Comput Biol Chem. 2024 Oct;112:108145. doi: 10.1016/j.compbiolchem.2024.108145. Epub 2024 Jul 10.
The prediction of possible lead compounds from already-known drugs that may present DPP-4 inhibition activity imply a advantage in the drug development in terms of time and cost to find alternative medicines for the treatment of Type 2 Diabetes Mellitus (T2DM). The inhibition of dipeptidyl peptidase-4 (DPP-4) has been one of the most explored strategies to develop potential drugs against this condition. A diverse dataset of molecules with known experimental inhibitory activity against DPP-4 was constructed and used to develop predictive models using different machine-learning algorithms. Model M36 is the most promising one based on the internal and external performance showing values of Q = 0.813, and Q = 0.803. The applicability domain evaluation and Tropsha's analysis were conducted to validate M36, indicating its robustness and accuracy in predicting pIC values for organic molecules within the established domain. The physicochemical properties of the ligands, including electronegativity, polarizability, and van der Waals volume were relevant to predict the inhibition process. The model was then employed in the virtual screening of potential DPP4 inhibitors, finding 448 compounds from the DrugBank and 9 from DiaNat with potential inhibitory activity. Molecular docking and molecular dynamics simulations were used to get insight into the ligand-protein interaction. From the screening and the favorable molecular dynamic results, several compounds including Skimmin (pIC = 3.54, Binding energy = -8.86 kcal/mol), bergenin (pIC = 2.69, Binding energy = -13.90 kcal/mol), and DB07272 (pIC = 3.97, Binding energy = -25.28 kcal/mol) seem to be promising hits to be tested and optimized in the treatment of T2DM. This results imply a important reduction in cost and time on the application of this drugs because all the information about the its metabolism is already available.

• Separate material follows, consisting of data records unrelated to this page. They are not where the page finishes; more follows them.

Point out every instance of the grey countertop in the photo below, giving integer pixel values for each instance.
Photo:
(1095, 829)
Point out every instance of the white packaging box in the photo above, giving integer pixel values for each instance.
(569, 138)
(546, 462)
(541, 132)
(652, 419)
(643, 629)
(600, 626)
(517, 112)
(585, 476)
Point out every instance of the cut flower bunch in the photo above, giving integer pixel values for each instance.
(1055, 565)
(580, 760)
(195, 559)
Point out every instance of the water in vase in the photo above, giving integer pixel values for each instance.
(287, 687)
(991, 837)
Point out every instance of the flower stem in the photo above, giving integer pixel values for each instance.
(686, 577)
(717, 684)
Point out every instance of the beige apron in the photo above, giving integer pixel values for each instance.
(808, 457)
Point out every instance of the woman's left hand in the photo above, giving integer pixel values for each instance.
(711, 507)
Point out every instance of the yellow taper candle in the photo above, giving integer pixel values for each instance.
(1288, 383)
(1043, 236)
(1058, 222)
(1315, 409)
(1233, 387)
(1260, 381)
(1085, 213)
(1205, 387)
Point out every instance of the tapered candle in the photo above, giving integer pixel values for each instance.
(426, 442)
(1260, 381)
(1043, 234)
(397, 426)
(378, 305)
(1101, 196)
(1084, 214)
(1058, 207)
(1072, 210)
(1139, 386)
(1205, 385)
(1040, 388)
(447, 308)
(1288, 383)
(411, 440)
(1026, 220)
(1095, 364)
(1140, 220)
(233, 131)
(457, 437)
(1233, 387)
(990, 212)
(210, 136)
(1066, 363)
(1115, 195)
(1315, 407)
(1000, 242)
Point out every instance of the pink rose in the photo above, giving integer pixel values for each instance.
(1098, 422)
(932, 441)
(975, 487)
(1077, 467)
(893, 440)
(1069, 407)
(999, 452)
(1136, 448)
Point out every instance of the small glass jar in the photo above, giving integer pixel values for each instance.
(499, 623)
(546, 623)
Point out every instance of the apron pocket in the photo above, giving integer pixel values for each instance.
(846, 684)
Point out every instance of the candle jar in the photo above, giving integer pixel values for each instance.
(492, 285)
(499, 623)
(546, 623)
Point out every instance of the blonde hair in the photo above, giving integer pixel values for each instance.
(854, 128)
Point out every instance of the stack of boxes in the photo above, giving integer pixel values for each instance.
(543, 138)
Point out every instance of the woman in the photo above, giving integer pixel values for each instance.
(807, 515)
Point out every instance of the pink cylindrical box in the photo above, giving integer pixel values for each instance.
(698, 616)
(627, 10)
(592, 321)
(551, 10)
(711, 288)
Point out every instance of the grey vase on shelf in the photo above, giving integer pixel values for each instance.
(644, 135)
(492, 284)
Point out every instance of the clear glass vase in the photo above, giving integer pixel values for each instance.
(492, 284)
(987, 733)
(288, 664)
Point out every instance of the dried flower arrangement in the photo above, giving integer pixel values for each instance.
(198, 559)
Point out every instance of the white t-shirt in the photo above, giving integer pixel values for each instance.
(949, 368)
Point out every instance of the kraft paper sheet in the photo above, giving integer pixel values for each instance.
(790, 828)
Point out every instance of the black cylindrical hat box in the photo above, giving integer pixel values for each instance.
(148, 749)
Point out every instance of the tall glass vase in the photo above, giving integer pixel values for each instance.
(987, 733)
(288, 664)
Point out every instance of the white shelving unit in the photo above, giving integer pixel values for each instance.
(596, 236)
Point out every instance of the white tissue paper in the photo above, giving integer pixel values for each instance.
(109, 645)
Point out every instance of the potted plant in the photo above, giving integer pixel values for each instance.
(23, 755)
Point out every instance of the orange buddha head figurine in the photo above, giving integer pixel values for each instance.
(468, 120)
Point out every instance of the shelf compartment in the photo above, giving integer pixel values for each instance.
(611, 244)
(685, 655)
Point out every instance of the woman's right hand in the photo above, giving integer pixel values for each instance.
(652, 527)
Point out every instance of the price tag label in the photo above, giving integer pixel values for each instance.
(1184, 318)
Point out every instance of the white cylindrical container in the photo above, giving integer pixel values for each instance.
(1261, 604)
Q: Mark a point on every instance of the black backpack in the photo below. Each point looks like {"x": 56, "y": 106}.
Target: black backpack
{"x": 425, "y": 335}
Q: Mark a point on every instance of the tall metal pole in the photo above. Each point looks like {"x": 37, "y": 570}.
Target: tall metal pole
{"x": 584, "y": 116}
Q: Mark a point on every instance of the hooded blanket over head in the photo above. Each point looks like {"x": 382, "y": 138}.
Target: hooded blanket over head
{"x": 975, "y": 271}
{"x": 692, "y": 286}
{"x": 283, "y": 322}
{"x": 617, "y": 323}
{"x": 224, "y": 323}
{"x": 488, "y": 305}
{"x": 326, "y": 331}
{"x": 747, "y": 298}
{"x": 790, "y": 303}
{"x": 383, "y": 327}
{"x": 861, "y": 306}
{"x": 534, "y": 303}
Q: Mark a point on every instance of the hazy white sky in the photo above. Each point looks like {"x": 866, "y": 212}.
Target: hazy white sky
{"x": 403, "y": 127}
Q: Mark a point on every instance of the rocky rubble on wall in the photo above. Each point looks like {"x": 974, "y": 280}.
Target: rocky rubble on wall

从已知药物中预测可能具有 DPP-4 抑制活性的先导化合物,意味着在寻找治疗 2 型糖尿病(T2DM)的替代药物方面,在时间和成本方面具有优势。抑制二肽基肽酶-4(DPP-4)一直是开发针对这种情况的潜在药物的最广泛探索策略之一。构建了一个具有已知对 DPP-4 具有实验抑制活性的分子的多样化数据集,并使用不同的机器学习算法来开发预测模型。模型 M36 是最有前途的模型之一,基于内部和外部性能,其 Q 值为 0.813 和 0.803。进行了适用性域评估和 Tropsha 分析以验证 M36,表明其在预测建立域内有机分子的 pIC 值方面具有稳健性和准确性。配体的物理化学性质,包括电负性、极化率和范德华体积,与预测抑制过程有关。然后,该模型用于虚拟筛选潜在的 DPP4 抑制剂,从 DrugBank 中发现 448 种化合物和 DiaNat 中的 9 种具有潜在抑制活性的化合物。使用分子对接和分子动力学模拟深入了解配体-蛋白相互作用。从筛选和有利的分子动力学结果中,发现了几种化合物,包括 Skimmin(pIC = 3.54,结合能 = -8.86 kcal/mol)、 Bergenin(pIC = 2.69,结合能 = -13.90 kcal/mol)和 DB07272(pIC = 3.97,结合能 = -25.28 kcal/mol),似乎是有希望的候选药物,可用于测试和优化 T2DM 的治疗。这些结果意味着在应用这些药物方面可以大大降低成本和时间,因为其代谢的所有信息都已经可用。